Le pire renchérissement

Pendant les années de guerre de 1914 à 1918, lorsque le fonds de soutien spécial de la CMCS a été créé, la Suisse a connu le pire renchérissement depuis le début de la collecte de don­nées à ce sujet. Selon les chiffres de l’Office fédéral de la statistique, l’indice national des prix à la consommation est passé de 100 à 204 points pendant la guerre. Le coût de la vie a donc doublé en quelques années. Comme les salaires de la population active étaient très à la traîne de l’inflation, le niveau de vie baissait, année après année. Des couches de la population de plus en plus larges ne pouvaient plus se passer du soutien de l’Etat et d’aides privées.

Le président central en tant que force motrice

Si Josef S., ainsi que des centaines d’autres personnes assurées avant et après lui, ont pu être soutenues, c’est grâce au président central de l’époque, Josef Bruggmann. Il constata la misère découlant des difficultés d’approvisionnement pendant les années de la Première Guerre mondiale et le mauvais état de santé de la population en résultant. Ses convictions chrétiennes sociales l’incitèrent donc à créer un fonds de soutien spécial en 1916. Celui-ci fut alimenté par un montant de 20 000 francs provenant du Fonds Léon, en l’honneur du pape homonyme Léon XIII, des organisations chrétiennes-sociales de Suisse. Les dons, les contributions des sections et des loteries permirent de doter le fonds de 70 000 francs jusqu’en 1925. Toutefois, seule une petite partie de cette somme fut versée chaque année. En été 1918, le tout premier bénéficiaire fut un coiffeur de Horgen, traité pour une maladie osseuse. «Comme il s’agit d’un garçon pauvre, une somme de dix francs lui est accordée», statua à l’époque le comité central au sujet de la demande. Dans de nombreux cas, les contributions furent versées à des personnes démunies et, comme dans le cas de Josef S., principalement à des familles nombreuses. En effet, il n’était pas rare à l’époque d’avoir sept ou dix enfants à nourrir, voire encore plus, comme Paula K. de Bichwil, dans le canton de Saint-Gall, qui devait en nourrir onze. A la demande du comité de section, 40 francs furent versés à la femme malade.

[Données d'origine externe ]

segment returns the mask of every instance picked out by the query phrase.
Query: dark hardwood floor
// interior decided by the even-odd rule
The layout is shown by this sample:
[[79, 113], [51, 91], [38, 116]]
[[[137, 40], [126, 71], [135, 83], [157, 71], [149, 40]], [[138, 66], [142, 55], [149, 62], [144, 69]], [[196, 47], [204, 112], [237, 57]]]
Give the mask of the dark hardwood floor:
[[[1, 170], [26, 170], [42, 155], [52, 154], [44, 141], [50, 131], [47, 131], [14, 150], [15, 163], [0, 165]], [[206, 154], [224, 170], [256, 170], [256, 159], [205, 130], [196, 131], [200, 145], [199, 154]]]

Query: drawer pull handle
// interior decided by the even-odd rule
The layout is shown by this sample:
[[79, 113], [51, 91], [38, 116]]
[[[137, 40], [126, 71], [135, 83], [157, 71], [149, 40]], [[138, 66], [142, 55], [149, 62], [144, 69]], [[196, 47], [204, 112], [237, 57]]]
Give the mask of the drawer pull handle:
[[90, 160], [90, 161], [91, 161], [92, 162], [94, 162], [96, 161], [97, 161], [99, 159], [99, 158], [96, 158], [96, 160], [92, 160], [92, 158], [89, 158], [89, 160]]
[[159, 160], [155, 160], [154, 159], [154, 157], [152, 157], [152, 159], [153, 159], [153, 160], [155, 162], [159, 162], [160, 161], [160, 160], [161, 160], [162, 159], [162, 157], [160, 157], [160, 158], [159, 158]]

La crise éco­no­mique mon­diale entraîna égale­ment un chômage élevé en Suisse et de nom­breuses ma­ni­fes­tations.

Et Josef S.?

On ignore d’ailleurs si les enfants de Josef S. purent revenir vivre à la maison. On ne sait pas non plus si sa femme finit par guérir. Le nom de la famille n’apparaît plus dans les documents de la CMCS. Mais le fait est qu’au cours de la première moitié du siècle dernier, de nombreuses personnes assurées auprès de la «Chrétienne-sociale» n’ont pu se maintenir financièrement à flot que grâce aux contributions du fonds de soutien spécial et à d’autres dons.

Autres sources de soutien

Fondé en 1916, puis rebaptisé fonds Bruggmann en 1934, après le décès du président central Josef Bruggmann, le fonds de soutien spécial n’était qu’une source de financement parmi d’autres pour les personnes assurées de condition modeste. Les sections de la CMCS apportèrent leur soutien aux membres dans toute la Suisse et des contributions furent également allouées par la caisse centrale de Lucerne. En outre, des prestations spéciales furent versées, provenant de subsides cantonaux et communaux. Enfin, il existait un fonds de sanatorium. Celui-ci permit de soutenir des enfants et des adultes en cure dans les sanatoriums CMCS de Davos ou de Leysin. En 1940, par exemple, des subventions d’un montant total de 90 000 francs furent versées aux personnes assurées, dont 5000 francs provenaient du fonds Bruggmann.